In case you are also unaware, “Veronica Mars” follows its titular character (Kristen Bell) as she works with her private detective father, Keith Mars (Enrico Colantoni), to solve the murder of Lily Kane (Amanda Seyfried), Veronica’s best friend and the sister of Veronica’s now-former boyfriend Duncan Kane (Teddy Dunn). That case — and its many off-shooting tendrils — is the overarching story of season one, but there is also a “case of the week” each episode, which varies in terms of tone. Sometimes, Veronica is figuring out who stole Neptune High’s parrot mascot, Polly, and other times she’s investigating whether a teacher had a sexual relationship with one of his students, or finding a missing neighbor who had been fighting with her live-in boyfriend.
There are a lot of elements of the show that seem like direct influences of more recent shows like “Riverdale,” most prominently being unafraid of going to heavy places. In the first episode, Veronica tells the audience that she was drugged and sexually assaulted at a party for rich kids (the 09ers, in reference to the zip code representing the 1% in the show’s fictionalized Neptune, Calif.) by an unknown assailant. People may — or may not — commit suicide. A kid meets his transgendered mother for the first time and reacts poorly.
There’s also a lot of casual racism thrown around, which shocked me at first before I realized it was an accurate portrayal of high school kids, especially in the early aughts. It doesn’t condone it; it’s just being realistic.
Some of the camera work is ... interesting, in ways that don’t completely work today, but I respect the show for taking those risks. The soundtrack is filled with indie rock/pop bangers from yesteryear, including an oddly-specific reference to The Postal Service that I appreciated nonetheless.
Some of the teen acting isn’t great, either, but Bell reminds you that she was destined to be a huge star, and the show gets some wild guest stars that make each episode a treat. I can’t speak to the quality of seasons two, three or four, or the movie, but season one is good enough to keep me watching the whole thing. It’s right in my wheelhouse. If you, too, like a Bildungsroman centered around mysteries, absolutely give “Veronica Mars” a shot.
Neil Armstrong (Ryan Gosling), on why space exploration is important, from “First Man”:
“I had a few opportunities in the X-15 to observe the atmosphere. It was so thin, such a small part of the Earth that you could barely see it at all.
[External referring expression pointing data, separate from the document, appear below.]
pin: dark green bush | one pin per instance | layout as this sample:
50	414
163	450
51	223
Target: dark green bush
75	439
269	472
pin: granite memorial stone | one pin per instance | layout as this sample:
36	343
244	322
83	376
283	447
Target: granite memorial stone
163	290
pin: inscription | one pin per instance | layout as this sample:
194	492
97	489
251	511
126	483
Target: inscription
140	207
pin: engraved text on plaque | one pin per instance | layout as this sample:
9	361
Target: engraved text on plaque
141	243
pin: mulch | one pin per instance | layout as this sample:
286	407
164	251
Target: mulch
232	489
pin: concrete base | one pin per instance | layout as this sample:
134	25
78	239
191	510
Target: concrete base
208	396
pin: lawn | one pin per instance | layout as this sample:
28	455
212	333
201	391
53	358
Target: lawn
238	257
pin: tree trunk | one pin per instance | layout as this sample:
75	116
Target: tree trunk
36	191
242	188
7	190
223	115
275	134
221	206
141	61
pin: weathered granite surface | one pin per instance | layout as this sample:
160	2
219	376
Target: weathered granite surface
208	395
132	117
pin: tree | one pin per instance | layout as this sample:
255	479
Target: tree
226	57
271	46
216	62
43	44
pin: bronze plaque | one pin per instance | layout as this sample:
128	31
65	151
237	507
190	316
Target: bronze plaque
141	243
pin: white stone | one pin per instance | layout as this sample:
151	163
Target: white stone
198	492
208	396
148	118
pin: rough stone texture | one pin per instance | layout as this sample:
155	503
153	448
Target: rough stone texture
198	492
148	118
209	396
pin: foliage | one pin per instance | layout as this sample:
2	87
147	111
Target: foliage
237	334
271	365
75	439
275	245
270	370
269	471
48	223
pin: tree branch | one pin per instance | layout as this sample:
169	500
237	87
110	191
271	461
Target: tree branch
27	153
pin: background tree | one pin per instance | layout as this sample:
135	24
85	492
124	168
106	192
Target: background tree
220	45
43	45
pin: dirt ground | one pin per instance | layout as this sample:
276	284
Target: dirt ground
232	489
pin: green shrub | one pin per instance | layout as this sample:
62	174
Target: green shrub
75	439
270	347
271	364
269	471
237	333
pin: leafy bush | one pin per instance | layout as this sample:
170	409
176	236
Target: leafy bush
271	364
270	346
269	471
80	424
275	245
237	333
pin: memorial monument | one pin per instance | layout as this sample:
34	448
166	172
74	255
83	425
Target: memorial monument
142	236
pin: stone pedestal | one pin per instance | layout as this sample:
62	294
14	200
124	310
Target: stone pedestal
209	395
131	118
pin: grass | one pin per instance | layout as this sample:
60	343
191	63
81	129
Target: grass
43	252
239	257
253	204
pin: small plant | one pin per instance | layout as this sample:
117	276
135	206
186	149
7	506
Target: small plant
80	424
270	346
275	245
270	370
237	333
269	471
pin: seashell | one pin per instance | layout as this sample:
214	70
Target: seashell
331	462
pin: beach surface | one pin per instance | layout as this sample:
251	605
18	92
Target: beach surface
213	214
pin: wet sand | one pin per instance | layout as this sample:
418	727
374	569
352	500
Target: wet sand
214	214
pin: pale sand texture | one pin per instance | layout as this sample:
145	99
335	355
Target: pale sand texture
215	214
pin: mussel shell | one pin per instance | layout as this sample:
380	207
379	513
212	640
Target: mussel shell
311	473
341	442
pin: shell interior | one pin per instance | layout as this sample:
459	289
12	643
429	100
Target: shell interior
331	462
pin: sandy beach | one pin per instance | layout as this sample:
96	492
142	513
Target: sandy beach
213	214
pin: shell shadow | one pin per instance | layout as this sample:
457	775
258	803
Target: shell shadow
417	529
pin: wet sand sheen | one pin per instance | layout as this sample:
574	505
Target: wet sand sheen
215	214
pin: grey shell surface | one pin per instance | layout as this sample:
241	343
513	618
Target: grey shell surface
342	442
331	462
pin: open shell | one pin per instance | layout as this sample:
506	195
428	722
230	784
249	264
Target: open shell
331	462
And when you're down here in the crowd and you look up, it looks pretty big and you don't think about it too much. But when you get a different vantage point it changes your perspective.
“I don't know what space exploration will uncover, but I don't think it'll be exploration just for the sake of exploration. I think it'll be more the fact that it allows us to see things that maybe we should have seen a long time ago, but haven't been able to until now.”